Sinwar kemudian menjadi salah satu pendiri Munazzamat al-Jihad w'al-Dawa, atau Majd, yang didirikan untuk memburu dan melenyapkan orang-orang Palestina yang bekerja sama dengan Israel. Ia menjadi aparat keamanan pertama Hamas yang baru dibentuk.
Menulis Novel
Pada 1988, dia kembali ditangkap pasukan Israel dan dihukum empat penjara seumur hidup atau setara dengan 426 tahun penjara.
Dia dituduh terlibat dalam penangkapan dan kematian dua tentara Israel dan empat tersangka mata-mata Palestina. Maka dimulailah tugas menjalani hukuman 23 tahun di penjara Israel.
Di dalam penjara ia belajar bahasa Ibrani, sering membaca surat kabar Israel dan membenamkan dirinya dalam politik dan budaya Israel. Dia mengatakan hal itu membantunya lebih memahami musuhnya.
Dia juga menulis sebuah novel berjudul The Thorn and the Carnation, tentang pengalaman hidupnya tumbuh di Gaza.

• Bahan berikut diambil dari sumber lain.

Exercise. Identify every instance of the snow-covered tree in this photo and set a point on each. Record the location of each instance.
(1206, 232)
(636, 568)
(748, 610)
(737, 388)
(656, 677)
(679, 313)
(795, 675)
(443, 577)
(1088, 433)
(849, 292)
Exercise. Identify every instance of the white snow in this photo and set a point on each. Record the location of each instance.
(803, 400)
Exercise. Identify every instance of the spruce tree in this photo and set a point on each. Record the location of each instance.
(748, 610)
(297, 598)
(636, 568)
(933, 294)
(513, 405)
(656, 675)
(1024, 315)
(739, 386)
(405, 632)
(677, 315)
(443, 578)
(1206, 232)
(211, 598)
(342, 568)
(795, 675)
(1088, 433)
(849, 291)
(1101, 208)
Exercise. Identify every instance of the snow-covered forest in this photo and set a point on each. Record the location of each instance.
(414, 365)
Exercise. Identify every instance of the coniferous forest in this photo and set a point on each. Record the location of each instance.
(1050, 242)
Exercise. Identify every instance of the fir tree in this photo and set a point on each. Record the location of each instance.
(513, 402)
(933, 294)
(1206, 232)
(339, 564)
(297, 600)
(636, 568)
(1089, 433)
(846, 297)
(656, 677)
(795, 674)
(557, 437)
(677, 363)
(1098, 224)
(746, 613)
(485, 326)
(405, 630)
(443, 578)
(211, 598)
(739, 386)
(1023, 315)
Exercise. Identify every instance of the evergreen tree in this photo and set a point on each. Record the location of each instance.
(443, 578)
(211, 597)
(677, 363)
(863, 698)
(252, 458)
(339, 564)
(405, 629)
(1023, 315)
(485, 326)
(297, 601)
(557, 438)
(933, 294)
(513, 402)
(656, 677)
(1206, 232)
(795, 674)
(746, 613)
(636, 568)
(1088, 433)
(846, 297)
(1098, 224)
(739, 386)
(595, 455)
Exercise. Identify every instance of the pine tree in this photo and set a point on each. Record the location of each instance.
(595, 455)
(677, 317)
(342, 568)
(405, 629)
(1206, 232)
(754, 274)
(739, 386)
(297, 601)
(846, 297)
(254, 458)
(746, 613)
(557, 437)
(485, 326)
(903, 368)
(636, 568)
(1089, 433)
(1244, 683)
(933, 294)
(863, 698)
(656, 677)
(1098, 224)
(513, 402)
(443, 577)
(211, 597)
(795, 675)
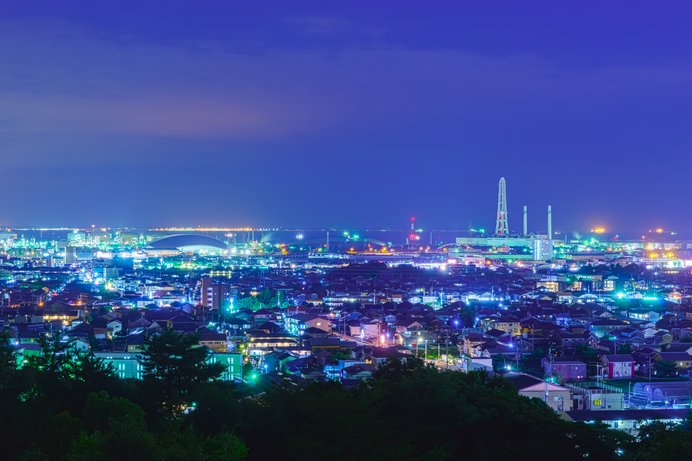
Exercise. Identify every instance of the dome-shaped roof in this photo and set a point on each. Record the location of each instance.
(188, 242)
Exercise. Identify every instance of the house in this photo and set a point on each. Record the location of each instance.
(297, 324)
(556, 397)
(630, 420)
(564, 369)
(361, 372)
(617, 366)
(213, 340)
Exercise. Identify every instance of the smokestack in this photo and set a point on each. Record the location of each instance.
(550, 222)
(526, 220)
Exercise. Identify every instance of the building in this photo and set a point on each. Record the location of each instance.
(617, 366)
(556, 397)
(629, 421)
(564, 370)
(215, 296)
(127, 366)
(542, 249)
(297, 324)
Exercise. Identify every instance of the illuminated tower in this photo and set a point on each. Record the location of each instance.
(501, 225)
(412, 237)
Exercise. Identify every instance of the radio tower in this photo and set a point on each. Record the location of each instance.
(501, 225)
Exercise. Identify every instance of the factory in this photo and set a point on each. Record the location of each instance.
(506, 246)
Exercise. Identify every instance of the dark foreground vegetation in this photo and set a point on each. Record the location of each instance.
(67, 406)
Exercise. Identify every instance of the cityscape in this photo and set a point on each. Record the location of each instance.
(481, 306)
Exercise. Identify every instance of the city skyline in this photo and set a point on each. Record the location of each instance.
(336, 116)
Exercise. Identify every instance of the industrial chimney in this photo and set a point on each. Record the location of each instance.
(550, 222)
(526, 220)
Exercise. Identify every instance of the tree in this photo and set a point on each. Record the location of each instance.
(174, 363)
(8, 362)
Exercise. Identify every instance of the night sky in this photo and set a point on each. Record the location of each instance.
(345, 114)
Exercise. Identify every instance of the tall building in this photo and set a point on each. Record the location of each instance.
(214, 296)
(502, 224)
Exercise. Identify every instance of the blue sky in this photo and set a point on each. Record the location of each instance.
(345, 113)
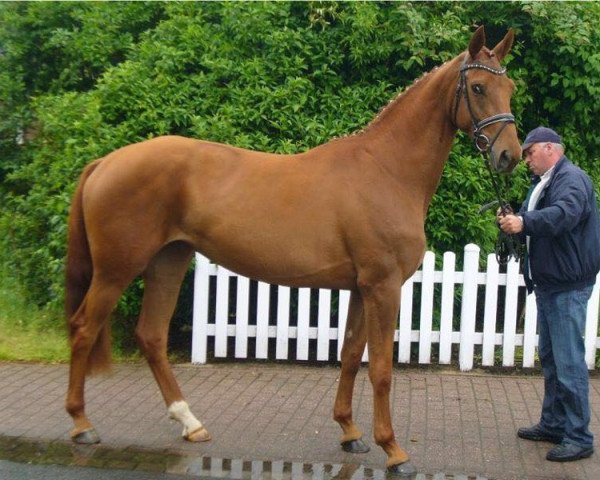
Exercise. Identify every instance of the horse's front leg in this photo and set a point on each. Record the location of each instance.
(381, 301)
(355, 339)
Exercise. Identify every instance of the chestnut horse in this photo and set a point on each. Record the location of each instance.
(348, 214)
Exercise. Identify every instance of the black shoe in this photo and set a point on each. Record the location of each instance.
(537, 434)
(567, 452)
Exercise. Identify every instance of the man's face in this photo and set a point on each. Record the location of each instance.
(537, 158)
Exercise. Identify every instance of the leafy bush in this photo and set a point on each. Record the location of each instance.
(78, 80)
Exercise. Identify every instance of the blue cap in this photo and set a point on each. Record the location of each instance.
(540, 135)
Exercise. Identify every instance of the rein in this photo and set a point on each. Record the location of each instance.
(507, 245)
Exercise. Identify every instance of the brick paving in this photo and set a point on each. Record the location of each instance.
(277, 418)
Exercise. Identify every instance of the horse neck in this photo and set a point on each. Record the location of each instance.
(413, 136)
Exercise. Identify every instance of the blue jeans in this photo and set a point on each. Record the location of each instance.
(561, 324)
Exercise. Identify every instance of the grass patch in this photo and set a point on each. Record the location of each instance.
(32, 334)
(29, 333)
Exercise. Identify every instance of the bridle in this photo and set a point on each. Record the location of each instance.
(507, 245)
(482, 141)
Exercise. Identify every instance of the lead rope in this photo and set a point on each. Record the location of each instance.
(507, 245)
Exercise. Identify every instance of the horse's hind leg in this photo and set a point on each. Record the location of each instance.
(85, 327)
(162, 281)
(355, 338)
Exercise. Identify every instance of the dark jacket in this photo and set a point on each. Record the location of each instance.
(564, 230)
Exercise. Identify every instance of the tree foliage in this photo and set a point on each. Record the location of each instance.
(78, 80)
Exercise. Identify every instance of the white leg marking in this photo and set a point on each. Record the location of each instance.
(181, 411)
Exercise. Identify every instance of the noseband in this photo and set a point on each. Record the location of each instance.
(482, 141)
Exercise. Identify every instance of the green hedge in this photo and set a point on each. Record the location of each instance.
(81, 79)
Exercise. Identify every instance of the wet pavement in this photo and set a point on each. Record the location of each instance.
(273, 421)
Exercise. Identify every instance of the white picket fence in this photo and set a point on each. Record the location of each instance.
(315, 339)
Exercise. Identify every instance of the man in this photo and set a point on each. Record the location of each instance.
(560, 223)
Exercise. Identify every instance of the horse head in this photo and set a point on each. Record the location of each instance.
(482, 102)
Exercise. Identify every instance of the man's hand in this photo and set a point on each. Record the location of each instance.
(509, 223)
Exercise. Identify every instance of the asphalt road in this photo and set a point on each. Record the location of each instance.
(22, 471)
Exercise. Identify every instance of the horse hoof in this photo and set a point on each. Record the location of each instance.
(355, 446)
(198, 435)
(87, 437)
(403, 470)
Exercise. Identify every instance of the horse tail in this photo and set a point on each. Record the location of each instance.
(78, 277)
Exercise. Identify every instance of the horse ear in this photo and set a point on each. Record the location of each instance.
(502, 49)
(477, 42)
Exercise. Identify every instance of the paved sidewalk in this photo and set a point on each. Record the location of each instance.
(274, 421)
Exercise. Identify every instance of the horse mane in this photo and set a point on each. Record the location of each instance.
(407, 92)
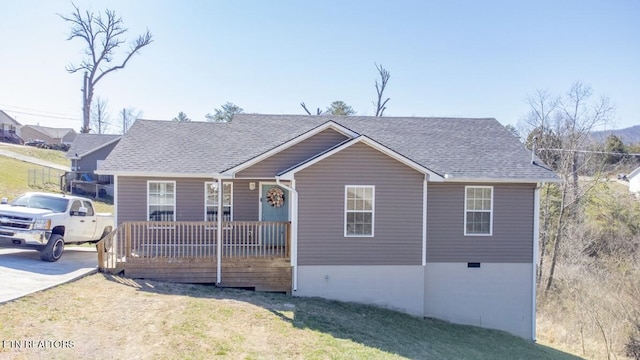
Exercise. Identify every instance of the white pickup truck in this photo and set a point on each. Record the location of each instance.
(46, 222)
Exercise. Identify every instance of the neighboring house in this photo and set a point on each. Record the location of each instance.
(53, 136)
(89, 150)
(86, 153)
(9, 129)
(634, 181)
(435, 217)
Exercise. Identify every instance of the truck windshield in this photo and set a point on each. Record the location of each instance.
(35, 201)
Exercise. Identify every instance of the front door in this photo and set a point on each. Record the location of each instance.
(274, 207)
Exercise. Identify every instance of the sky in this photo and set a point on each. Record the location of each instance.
(446, 58)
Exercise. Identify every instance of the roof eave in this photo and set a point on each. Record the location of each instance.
(156, 174)
(467, 179)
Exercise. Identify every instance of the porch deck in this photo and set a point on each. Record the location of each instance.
(254, 254)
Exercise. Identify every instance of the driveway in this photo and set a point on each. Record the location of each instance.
(22, 272)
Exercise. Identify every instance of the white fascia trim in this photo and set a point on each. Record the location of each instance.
(99, 147)
(161, 174)
(449, 178)
(328, 125)
(288, 175)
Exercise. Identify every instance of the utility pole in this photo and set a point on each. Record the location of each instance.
(85, 109)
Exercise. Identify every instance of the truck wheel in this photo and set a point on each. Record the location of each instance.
(54, 249)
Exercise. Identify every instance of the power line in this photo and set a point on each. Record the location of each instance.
(33, 110)
(592, 152)
(41, 115)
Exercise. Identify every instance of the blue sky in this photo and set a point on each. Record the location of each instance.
(446, 58)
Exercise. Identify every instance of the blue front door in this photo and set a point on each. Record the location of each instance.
(275, 207)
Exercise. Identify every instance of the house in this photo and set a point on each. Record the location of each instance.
(52, 136)
(634, 181)
(9, 129)
(86, 153)
(436, 217)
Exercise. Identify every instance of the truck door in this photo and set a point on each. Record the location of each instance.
(90, 221)
(76, 224)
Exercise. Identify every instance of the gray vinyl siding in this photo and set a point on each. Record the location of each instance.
(397, 236)
(132, 199)
(294, 155)
(89, 161)
(246, 203)
(512, 239)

Pada 2011, dia dibebaskan dari penjara bersama 1.047 tahanan Palestina lainnya. Pembebasan ribuan tahanan Palestina ini ditukar dengan pembebasan tentara Israel, Gilad Shalit, yang ditawan di Gaza pada 2006.
Operasi Badai Al-Aqsa
Tak lama setelah bebas, Sinwar terpilih masuk ke bagian biro politik Hamas. Dia ditugaskan berkoordinasi dengan sayap bersenjata Hamas, Brigade Al-Qassam.
Sinwar sangat terlibat, baik secara politik maupun militer, dalam upaya Hamas selama perang tujuh minggu dengan Israel pada musim panas 2014. Beberapa bulan setelah perang tersebut, Amerika Serikat menambahkan Sinwar ke dalam daftar “teroris global yang ditetapkan secara khusus”.
Pada 2017, dia menjadi kepala Hamas di Gaza. Pada tahun tersebut, dia juga mempelopori pembicaraan rekonsiliasi Hamas dengan Fatah dan Otoritas Palestina (PA) di bawah pengawasan Mesir.
Pada 2018, ia memainkan peran utama dalam mengorganisir protes damai "Great March of Return", yang menuntut diakhirinya pengepungan di Gaza dan hak untuk kembali bagi para pengungsi. Aksi ini ditindak secara brutal oleh pasukan Israel, menewaskan 230 pengunjuk rasa.
Dia juga mempelopori Operasi Pedang Yerusalem sebagai respons terhadap pemboman Israel di Gaza antara 6 dan 21 Mei 2021. Yang paling menonjol, ia dianggap sebagai arsitek Operasi Badai Al-Aqsa, serangan Hamas ke Israel pada 7 Oktober 2023.
Selama agresi Israel ke Gaza sejak 7 Oktober 2023, Sinwar tidak pernah terlihat di hadapan publik. Dia diyakini berada di bawah terowongan di bawah Jalur Gaza.
Beberapa tawanan Israel yang kemudian dibebaskan mengatakan mereka melihat dan bahkan berbicara dengan Sinwar di dalam terowongan.